22 Ponto: acumulação de remuneração - Professor Márcio Alves de Brito Andrade – ocupante do cargo efetivo de comunicólogo na UFOP, estaria recebendo remuneração adicional há cinco anos, em caráter permanente, no valor mensal de R$ 1.800,00. Inicialmente, esse valor foi pago pelo exercício da função de Diretor Financeiro da FEOP e, posteriormente, por consultoria em um projeto, desenvolvido pela fundação, para recuperação do Vale do Jequitinhonha (vol. 1, fl. 58, item 4.1.1.8).

22.1 Justificativas: o responsável alega que os servidores das instituições federais podem ocupar funções em fundações de apoio, desde que respeito os requisitos legais e que sua nomeação na FEOP foi respaldada por ato do Reitor (fls. 01-02 do anexo 5).

22.2 Análise: Já havíamos prenunciado que o acúmulo, pelo Professor Flávio Márcio Alves de Brito Andrade, da função de Diretor Financeiro da FEOP com cargo de comunicólogo na UFOP, não tinha amparo legal e, tampouco, compatibilidade funcional.

22.2.1 O responsável percorre dispositivos da Lei nº 8.958/94 em seus argumentos, devidamente refutados nos itens 7.2.3 a 7.2.6 desta instrução. Portanto, não aceitamos as justificativas, mas deixamos de sugerir a aplicação de sanções ao Professor Flávio, porquanto, embora ilegal, essa acumulação estava respaldada em ato de seu superior, no caso, do Reitor da Universidade.
ANÁLISE DO RELATÓRIO DE INSPEÇÃO
23 Em cumprimento ao Despacho do Relator, às fls. 101, foi realizada inspeção na FUFOP e na FEOP, no período de 2/2/2005 a 18/3/2005, sendo:
a) na FEOP, objetivando avaliar a regularidade da aplicação dos recursos do Fundo de Amparo ao Trabalhador-FAT, proveniente do contrato nº 143/2000 firmado entre Fundação e a Secretaria de Estado do Trabalho, da Assistência Social, da Criança e do Adolescente-SETASCAD/MG, tendo em vista a suspeição levantada pela CGU/MG, descrita no item 20.1.1 da instrução às fls. 97 do vol. 1.
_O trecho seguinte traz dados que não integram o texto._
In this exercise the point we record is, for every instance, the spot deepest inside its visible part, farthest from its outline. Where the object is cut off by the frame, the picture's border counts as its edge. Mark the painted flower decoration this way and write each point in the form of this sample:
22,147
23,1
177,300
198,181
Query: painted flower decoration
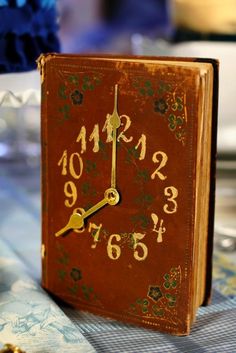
178,104
157,311
77,97
76,274
160,106
171,299
87,84
175,121
170,282
154,293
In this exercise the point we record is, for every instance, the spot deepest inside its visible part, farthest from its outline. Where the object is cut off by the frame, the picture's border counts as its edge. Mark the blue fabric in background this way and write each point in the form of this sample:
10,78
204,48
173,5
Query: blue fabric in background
27,29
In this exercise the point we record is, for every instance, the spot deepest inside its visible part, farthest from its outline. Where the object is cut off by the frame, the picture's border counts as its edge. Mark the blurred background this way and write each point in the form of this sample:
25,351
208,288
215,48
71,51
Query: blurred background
198,28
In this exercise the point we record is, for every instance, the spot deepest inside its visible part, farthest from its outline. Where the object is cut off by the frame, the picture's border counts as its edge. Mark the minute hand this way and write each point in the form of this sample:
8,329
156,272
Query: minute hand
76,221
115,123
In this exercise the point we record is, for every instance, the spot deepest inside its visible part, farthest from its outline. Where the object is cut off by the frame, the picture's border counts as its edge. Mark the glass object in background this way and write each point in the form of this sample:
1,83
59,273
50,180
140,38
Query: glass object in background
20,116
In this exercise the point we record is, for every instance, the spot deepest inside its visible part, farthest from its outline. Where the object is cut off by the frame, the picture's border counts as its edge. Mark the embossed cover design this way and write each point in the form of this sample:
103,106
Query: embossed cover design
125,145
b) na Universidade, objetivando apurar denúncia de que a Procuradora Walkíria Maria de Souza Rego seria ‘funcionária fantasma’ (v. fl. 95 do vol. 1, item 16.2).

24 A equipe produziu o relatório de inspeção anexo às fls. 113/141, expondo a proposta de encaminhamento às fls. 138/141. Importante fazer algumas ponderações a respeito do relatório, visto que influem na forma de articulação da proposta de encaminhamento a ser submetida nestes autos.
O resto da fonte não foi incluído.